Another cited barrier to successful EMRs’ interoperability is a complex mix of technological issues and policy interactions. Trotter appeals for hospitals to create a dedicated role specific to tackling these highly specialized issues.

All in all, interoperability remains a challenge. Many health-care professionals believe that the barriers to its implementation have not been removed yet despite all of the initial enthusiasm and resources that have been put into the project.

Portability of EMRs

Portability of one’s personal health data is another important concept that relates to creating standardization among the syntax used to create health records and the ability to easily transport this data across disparate systems. Many studies have shown that portable and easily transferable data can considerably improve health-care services and enhance patient care. However, portability of EMRs is a challenge that has not generally been solved yet and still needs to be perfected to secure a coordinated health-care system.

Safe and secure exchange of digital health information remains one of the priorities of the digital health movement. Researchers from India who were assessing the implementation of EHR in developing countries have suggested that cloud storage, password protection, and encryption are all measures health-care providers can take to make portable EHRs more secure. Some security breaches and ethical dilemmas have been recorded and these have occasionally overshadowed the usefulness of EHRs.

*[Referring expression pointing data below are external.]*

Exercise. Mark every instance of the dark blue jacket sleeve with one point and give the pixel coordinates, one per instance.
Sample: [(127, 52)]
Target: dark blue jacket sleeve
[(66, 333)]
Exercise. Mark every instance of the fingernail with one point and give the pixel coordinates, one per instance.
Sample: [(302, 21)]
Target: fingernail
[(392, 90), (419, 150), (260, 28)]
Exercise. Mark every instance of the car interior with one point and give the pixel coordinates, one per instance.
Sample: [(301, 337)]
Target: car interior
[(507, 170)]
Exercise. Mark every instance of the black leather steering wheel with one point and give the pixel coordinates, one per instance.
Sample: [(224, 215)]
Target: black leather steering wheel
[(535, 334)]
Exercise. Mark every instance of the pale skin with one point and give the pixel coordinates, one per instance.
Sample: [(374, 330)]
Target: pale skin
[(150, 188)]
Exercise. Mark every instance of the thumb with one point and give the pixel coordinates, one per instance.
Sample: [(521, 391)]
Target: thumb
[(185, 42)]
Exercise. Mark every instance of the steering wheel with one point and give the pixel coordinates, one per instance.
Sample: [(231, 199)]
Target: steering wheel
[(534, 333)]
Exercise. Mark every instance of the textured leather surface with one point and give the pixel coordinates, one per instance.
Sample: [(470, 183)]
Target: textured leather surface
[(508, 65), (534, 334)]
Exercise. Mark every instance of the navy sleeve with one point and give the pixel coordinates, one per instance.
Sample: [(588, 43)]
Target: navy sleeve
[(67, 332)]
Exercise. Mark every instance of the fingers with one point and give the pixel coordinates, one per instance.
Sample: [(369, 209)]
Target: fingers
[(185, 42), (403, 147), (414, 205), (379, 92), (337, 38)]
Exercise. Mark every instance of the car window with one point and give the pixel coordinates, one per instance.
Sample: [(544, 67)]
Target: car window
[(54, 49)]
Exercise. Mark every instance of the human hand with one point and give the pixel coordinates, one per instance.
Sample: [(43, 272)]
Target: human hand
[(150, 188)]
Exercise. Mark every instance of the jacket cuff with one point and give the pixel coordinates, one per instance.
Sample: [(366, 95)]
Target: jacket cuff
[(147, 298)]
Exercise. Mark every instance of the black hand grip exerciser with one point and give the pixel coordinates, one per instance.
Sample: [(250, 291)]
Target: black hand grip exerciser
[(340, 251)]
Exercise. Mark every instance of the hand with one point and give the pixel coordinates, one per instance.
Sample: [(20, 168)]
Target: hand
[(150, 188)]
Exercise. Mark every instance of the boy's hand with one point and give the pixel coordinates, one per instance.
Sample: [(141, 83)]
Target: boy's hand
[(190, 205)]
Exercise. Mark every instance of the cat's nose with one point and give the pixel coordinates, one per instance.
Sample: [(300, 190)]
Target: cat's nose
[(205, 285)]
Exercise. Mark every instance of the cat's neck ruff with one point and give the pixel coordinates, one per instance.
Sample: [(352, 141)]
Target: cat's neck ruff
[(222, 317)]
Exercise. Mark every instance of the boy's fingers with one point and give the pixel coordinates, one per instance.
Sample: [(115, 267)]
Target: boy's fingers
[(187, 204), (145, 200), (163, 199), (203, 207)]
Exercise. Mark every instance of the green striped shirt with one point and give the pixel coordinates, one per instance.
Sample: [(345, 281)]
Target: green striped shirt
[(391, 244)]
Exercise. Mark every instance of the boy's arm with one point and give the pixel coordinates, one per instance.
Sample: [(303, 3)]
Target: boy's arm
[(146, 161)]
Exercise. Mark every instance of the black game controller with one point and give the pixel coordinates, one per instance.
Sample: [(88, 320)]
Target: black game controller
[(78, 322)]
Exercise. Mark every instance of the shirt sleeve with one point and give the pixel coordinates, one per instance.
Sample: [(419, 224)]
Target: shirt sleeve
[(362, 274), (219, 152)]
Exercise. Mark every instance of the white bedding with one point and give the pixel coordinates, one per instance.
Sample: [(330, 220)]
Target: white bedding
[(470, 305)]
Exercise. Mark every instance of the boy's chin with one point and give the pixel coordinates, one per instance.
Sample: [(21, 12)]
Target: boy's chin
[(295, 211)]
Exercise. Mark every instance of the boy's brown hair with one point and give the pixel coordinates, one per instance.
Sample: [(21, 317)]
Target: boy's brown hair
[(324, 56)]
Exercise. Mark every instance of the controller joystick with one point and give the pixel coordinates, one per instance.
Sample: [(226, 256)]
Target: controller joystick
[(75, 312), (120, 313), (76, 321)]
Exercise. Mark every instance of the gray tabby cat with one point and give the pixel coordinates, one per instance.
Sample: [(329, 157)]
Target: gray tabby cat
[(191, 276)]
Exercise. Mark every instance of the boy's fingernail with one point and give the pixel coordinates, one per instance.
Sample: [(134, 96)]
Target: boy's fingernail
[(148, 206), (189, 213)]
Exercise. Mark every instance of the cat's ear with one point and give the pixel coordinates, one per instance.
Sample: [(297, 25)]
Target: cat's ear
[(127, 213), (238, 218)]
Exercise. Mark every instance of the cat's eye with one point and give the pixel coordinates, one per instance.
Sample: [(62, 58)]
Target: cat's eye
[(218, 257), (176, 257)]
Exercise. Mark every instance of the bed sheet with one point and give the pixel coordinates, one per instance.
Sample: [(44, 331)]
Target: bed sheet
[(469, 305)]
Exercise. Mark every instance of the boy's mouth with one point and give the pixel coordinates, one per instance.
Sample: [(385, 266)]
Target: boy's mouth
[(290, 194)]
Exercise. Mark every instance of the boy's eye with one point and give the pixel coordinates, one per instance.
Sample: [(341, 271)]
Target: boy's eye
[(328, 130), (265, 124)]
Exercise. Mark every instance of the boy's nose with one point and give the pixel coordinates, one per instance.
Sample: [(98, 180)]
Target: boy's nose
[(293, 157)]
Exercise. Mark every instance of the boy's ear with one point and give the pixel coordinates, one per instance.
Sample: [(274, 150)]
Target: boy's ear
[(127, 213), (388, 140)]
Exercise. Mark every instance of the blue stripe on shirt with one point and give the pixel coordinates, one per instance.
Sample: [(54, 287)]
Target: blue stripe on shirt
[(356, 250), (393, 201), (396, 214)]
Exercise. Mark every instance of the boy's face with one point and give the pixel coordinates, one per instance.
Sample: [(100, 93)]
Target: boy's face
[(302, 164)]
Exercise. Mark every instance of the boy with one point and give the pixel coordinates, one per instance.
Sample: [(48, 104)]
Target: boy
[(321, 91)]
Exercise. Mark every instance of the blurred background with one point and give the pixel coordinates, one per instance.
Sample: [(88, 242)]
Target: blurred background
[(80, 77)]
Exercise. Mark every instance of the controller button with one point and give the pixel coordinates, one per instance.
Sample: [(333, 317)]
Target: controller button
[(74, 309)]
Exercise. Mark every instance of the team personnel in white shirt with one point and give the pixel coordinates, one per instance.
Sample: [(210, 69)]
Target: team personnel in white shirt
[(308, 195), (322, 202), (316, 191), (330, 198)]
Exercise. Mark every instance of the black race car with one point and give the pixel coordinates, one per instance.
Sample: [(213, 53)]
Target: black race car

A group of researchers from the School of Health Administration, Texas State University, led by Dr. Clemens Scott Kruse, did a comprehensive review on the safety of EHRs. They found that although numerous security techniques are being used, it is difficult to say what works best. Nonetheless, firewall and cryptography methodologies were identified as most promising and successful in securing patient data.

Closing health IT gaps

To advance health information sharing, on July 28, 2015, the ONC announced more than $38 million in grant awards to 20 organizations from 19 states across the country. One thing the awardees were expected to work on was increasing the integration of health information. A community health peer-learning program was also predicted to help communities improve data aggregation, data portability and data analysis, all with the goal to achieve better outcomes and smarter health-care spending.

Other programs have also been put in place to engage patients and improve care coordination, such as the Medicare and Medicaid EHR Incentive Programs. These initiatives promote the secure exchange of health information. They also encourage patient access to records and electronic tools to enable communication with health-care providers. The overall aim of the program is to reduce health disparities and offer culturally-competent care with the help of technology. A recent evaluation of the EHR Incentive Program by the Department of Health Informatics and Information Management of the College of St. Scholastica showed that major advancements have been made. However, in order to become more client-centered and improve care outcomes for all, user engagement still requires some additional attention.